Oprah: I remember that day. Do the Kennedys still have all those big family gatherings?
Oprah: If one of your children told you they wanted to run for office, what would you think?
Bobby: I'd think it was fine. My son Connor [age 12] is very interested in politics. He reads the papers, loves history, and knows what's going on.
Oprah: Would you ever run for president?
Bobby: I don't know what the future will bring. I really just try to live my life one day at a time and do what I'm supposed to on that day. But if opportunities came up for me to run for office, I would probably do it. If that doesn't happen, then I'll happily continue doing what I'm doing.
Oprah: An opportunity—meaning if none of your friends were running?
Bobby: If Hillary left the Senate, I might run for that seat.
Oprah: If you could create the perfect presidential ticket for 2008, what would it be?
Bobby: I can't answer that question now. The candidates are my friends, and I like all of them.
Oprah: Do you think this country would elect a woman for president?
Oprah: Would this country elect a black man for president?
Bobby: Yes. I think Barack Obama and Hillary Clinton are terrific candidates. A lot of candidates are three questions deep on the issues. But Hillary is thoughtful. She's a problem-solver who has more than just surface knowledge. Though I disagree with her position on the war, I think she has an impressive depth that a lot of other candidates don't have.
Oprah: Including Obama?
Bobby: I don't know Obama that well, but I know him well enough to really like him. My father's best friend in Africa was a man named Tom Mboya, a labor leader from Kenya. I met him right after my father died—and a year later, Tom was assassinated. During his life, he was completely committed to human rights and democracy. His heroes were Abraham Lincoln and Thomas Jefferson. He was from a tribe called the Luo—lake people who are very gentle. When I met Barack, I asked him what tribe he was from, and he said he was Luo. I told him about my father's friend. He said Tom Mboya was the man responsible for his being in the United States.

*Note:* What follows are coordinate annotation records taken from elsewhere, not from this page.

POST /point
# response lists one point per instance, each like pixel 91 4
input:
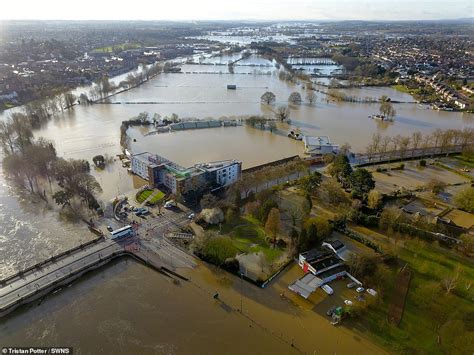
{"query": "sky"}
pixel 235 9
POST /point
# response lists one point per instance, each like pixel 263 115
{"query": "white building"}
pixel 161 171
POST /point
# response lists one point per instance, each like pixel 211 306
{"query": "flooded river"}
pixel 126 306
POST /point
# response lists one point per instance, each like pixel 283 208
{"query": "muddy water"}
pixel 153 315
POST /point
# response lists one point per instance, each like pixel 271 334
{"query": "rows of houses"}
pixel 159 171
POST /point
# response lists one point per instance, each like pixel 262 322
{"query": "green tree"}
pixel 62 197
pixel 268 98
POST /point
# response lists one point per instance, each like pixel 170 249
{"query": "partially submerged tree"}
pixel 295 98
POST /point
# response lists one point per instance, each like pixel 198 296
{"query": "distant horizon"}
pixel 243 20
pixel 244 10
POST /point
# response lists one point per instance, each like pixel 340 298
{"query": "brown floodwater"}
pixel 128 308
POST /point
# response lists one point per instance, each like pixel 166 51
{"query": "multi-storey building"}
pixel 179 180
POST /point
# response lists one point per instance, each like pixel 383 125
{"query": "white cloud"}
pixel 240 9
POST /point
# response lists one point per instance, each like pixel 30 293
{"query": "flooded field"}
pixel 153 315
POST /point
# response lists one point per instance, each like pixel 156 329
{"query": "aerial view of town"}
pixel 269 177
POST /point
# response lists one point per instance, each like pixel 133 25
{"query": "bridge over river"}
pixel 60 270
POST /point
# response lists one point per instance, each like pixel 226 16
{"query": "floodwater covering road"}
pixel 126 306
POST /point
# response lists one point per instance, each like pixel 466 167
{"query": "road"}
pixel 149 244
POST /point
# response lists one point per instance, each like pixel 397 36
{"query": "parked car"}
pixel 372 292
pixel 331 310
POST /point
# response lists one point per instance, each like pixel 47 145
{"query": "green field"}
pixel 465 160
pixel 157 197
pixel 429 308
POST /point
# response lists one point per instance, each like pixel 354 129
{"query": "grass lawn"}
pixel 248 236
pixel 424 312
pixel 142 196
pixel 401 88
pixel 465 160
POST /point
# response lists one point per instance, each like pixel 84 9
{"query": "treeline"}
pixel 438 142
pixel 31 162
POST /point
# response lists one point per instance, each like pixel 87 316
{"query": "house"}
pixel 321 266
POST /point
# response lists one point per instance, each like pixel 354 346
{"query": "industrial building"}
pixel 179 180
pixel 320 266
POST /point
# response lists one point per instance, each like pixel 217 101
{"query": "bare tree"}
pixel 449 283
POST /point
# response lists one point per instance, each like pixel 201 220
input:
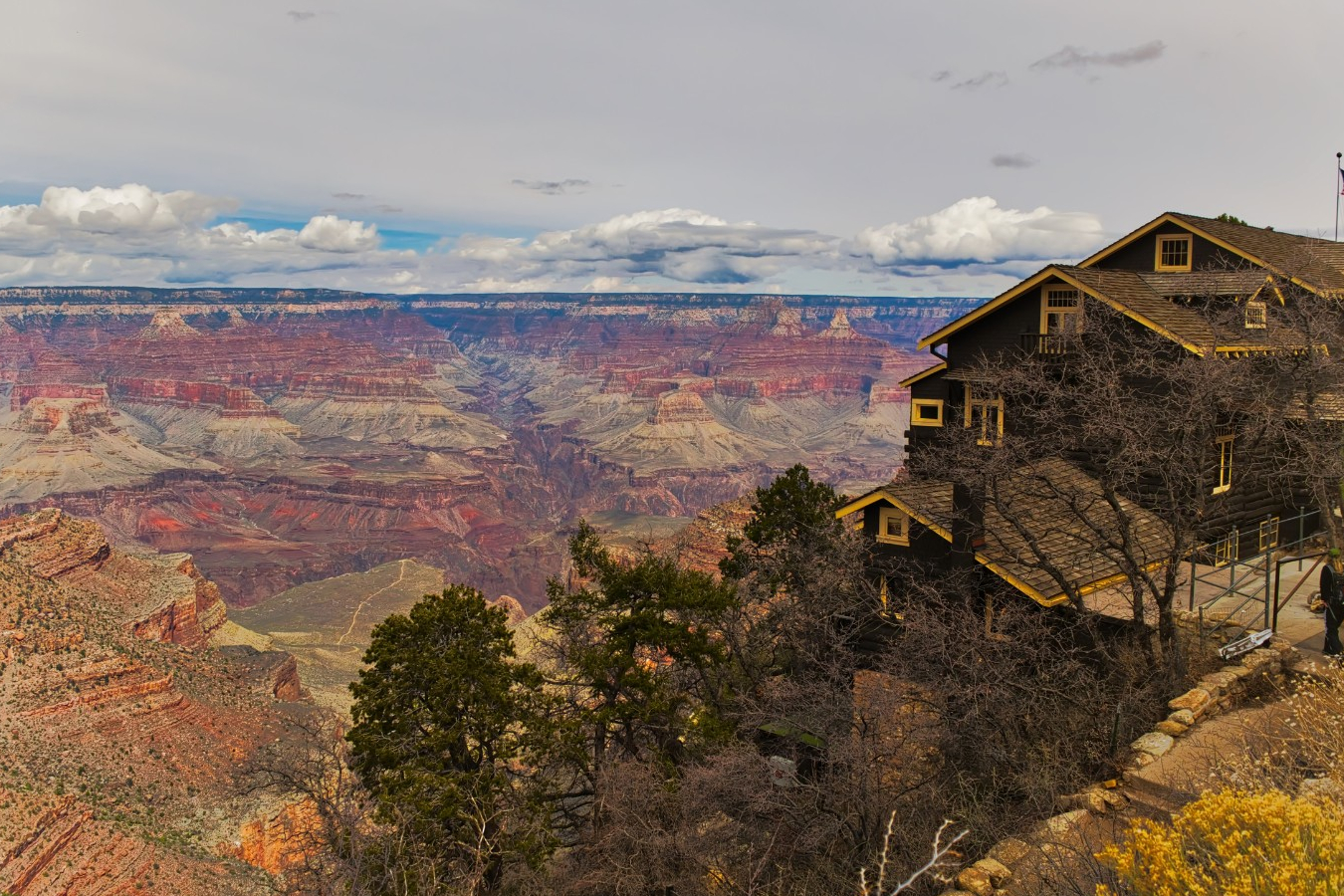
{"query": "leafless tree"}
pixel 1140 416
pixel 334 846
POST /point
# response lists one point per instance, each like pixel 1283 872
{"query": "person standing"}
pixel 1332 592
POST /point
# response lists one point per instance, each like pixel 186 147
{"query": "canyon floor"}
pixel 284 437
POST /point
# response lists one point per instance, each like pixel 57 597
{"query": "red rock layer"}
pixel 118 724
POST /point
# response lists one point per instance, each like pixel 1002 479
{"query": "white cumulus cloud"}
pixel 333 234
pixel 134 235
pixel 979 231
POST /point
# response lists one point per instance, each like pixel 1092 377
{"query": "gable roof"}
pixel 1147 299
pixel 1044 504
pixel 1313 264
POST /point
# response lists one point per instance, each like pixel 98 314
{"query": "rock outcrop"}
pixel 122 733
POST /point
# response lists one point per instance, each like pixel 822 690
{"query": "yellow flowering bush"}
pixel 1232 842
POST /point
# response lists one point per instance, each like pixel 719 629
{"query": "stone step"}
pixel 1155 799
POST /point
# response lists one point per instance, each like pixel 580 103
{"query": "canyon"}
pixel 284 437
pixel 125 733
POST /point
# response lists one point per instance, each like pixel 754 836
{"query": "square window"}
pixel 1269 534
pixel 986 415
pixel 1225 465
pixel 1060 311
pixel 1174 253
pixel 926 411
pixel 893 527
pixel 1256 315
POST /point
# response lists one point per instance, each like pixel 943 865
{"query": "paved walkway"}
pixel 1297 580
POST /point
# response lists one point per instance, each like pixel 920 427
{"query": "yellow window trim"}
pixel 1045 600
pixel 1269 534
pixel 1174 238
pixel 998 402
pixel 1225 464
pixel 936 403
pixel 884 516
pixel 1171 218
pixel 1045 311
pixel 1255 315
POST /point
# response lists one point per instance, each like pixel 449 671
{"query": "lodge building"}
pixel 1162 278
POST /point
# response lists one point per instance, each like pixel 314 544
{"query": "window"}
pixel 926 411
pixel 1060 311
pixel 893 527
pixel 1255 315
pixel 1269 534
pixel 1225 465
pixel 986 415
pixel 1174 253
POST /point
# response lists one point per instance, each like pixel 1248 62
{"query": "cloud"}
pixel 333 234
pixel 1081 60
pixel 119 210
pixel 134 235
pixel 984 80
pixel 556 187
pixel 978 231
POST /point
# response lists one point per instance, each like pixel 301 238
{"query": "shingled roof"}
pixel 1317 264
pixel 1051 504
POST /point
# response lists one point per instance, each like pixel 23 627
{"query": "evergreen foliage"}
pixel 442 715
pixel 636 649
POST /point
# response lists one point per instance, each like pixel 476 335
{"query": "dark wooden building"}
pixel 1203 287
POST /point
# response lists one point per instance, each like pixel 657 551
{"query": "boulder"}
pixel 976 881
pixel 999 873
pixel 1172 729
pixel 1197 700
pixel 1009 850
pixel 1321 788
pixel 1155 743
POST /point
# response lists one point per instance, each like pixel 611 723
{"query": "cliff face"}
pixel 122 731
pixel 287 435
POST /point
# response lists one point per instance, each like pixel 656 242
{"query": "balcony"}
pixel 1047 342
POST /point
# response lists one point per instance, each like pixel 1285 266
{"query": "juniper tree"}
pixel 446 720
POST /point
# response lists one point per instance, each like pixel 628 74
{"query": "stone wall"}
pixel 1246 676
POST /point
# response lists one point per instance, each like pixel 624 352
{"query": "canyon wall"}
pixel 125 734
pixel 287 435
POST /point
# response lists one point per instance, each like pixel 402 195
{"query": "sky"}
pixel 851 146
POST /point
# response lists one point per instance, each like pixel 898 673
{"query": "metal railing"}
pixel 1250 581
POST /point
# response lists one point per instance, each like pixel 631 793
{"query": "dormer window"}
pixel 1060 311
pixel 1255 315
pixel 1174 253
pixel 894 527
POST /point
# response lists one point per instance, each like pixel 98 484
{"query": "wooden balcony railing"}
pixel 1047 342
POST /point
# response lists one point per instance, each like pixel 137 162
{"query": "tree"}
pixel 1263 844
pixel 801 580
pixel 1143 418
pixel 445 718
pixel 634 648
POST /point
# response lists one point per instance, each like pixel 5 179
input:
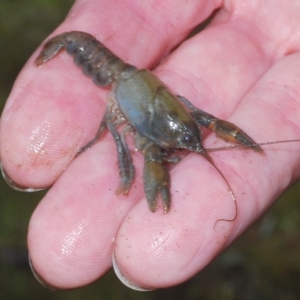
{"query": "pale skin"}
pixel 244 68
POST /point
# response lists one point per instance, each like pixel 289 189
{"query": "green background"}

Oprah: That's amazing. For two decades, you've taken a strong stand against what you call pollution-based prosperity. What does that term mean?
Bobby: Good environmental policy is identical to good economic policy 100 percent of the time. We can measure the economy in one of two ways. We can base our assessment on whether the economy produces jobs of dignity over the long term and preserves our community assets. Or we can do what the polluters are urging us to do: treat the planet as if it were a business in liquidation and convert our natural resources into cash as quickly as possible. This is pollution-based prosperity. It creates the illusion of a prosperous economy, but our children will pay for our joyride. They'll pay for it with denuded landscapes, poor health, and huge cleanup costs. Environmental injury is deficit spending. It loads the cost of our generation's prosperity onto the backs of our children.